Timur onu duymuştu. Bu, bir başka şişeyi önüne çekmesini fısıldayan bir belirtiydi onun için. Algısını yitirmeli, tek bir düşüncenin aklından geçemeyeceği değil bir başkasını kendi sesini bile duyamayacağı kara bir boşluğa düşmeliydi. Aksi takdirde içmesinin bir anlamı yoktu.

“Kalk yenisini getir o zaman.” dediğinde Özgür yerinden kıpırdamadı. “Getirmeyeceğim.” demişti yalnızca.

“Söylediklerimi çiğneme kotan dolmadı mı bu akşam?” derken Timur alaycıydı. Özgür sıkıntılı bir nefes aldıktan sonra bedeni çevrilmese de bu kez başını oynatıp sağına dönüp ona bakmıştı. “Ağzıma sıçacaksın en az bir hafta, biliyorum.
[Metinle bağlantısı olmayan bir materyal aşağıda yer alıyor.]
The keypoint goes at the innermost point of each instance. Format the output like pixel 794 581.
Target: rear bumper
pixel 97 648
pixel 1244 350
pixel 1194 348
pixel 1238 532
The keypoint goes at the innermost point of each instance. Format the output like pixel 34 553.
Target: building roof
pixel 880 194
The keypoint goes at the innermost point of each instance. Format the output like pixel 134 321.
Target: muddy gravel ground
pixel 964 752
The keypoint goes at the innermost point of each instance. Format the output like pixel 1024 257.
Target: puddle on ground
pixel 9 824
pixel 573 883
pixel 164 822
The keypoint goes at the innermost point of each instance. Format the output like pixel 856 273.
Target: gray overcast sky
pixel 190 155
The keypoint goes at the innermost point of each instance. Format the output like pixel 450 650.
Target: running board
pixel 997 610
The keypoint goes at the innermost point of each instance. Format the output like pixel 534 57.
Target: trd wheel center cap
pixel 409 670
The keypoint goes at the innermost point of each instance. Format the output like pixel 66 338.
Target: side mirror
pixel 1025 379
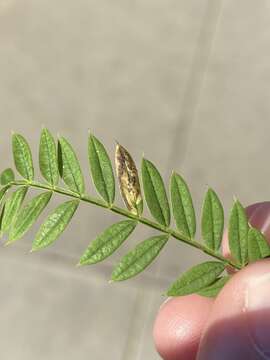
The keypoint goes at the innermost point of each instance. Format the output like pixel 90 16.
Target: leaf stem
pixel 120 211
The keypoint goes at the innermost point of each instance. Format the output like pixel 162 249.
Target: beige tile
pixel 124 70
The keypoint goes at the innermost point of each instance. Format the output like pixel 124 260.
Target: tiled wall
pixel 184 82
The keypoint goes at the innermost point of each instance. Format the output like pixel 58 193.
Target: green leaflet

Ama pişman değilim abi, bir daha olsa yine arkandan iş çevirip götürürdüm Despina’yı maça.”

Timur çenesi kasılmış halde, birazdan ezip geçecekmiş gibi Özgür’e bakıyordu. Özgür, adamın bu haline artık bağışıklık kazandığından tepkisizdi. “Dalga mı geçiyorsun lan benimle?”

“Yok,” dedi Özgür sakince başını olumsuz anlamda sallarken. “Ciddiyim, hevesini kırıp odasında küsüp oturmasındansa senin bana parazitmişim gibi bakman daha iyi.”

“Hatırı için bir işe girişeceğin üç beş kişi ya var ya yok, bu listeye Despina’nın iki günde nasıl dahil olduğunu açıklayacak mısın? Yoksa balkondan on altı kat aşağı kaç saniyede düşeceğini denemek mi istersin?”

Timur, denk geldiği diyaloglarında atışmaktan başka bir şey yapmayan ikilinin bir anda birlik olup arkasından iş çevirmelerini henüz mantığına oturtabilmiş değildi. Özellikle Özgür’ün kimsenin nazını çekecek bir adam olmadığının farkındayken, Despina’ya tanıdığı istisna sinir katsayısında yükselme yaşanmasına yol açmıştı.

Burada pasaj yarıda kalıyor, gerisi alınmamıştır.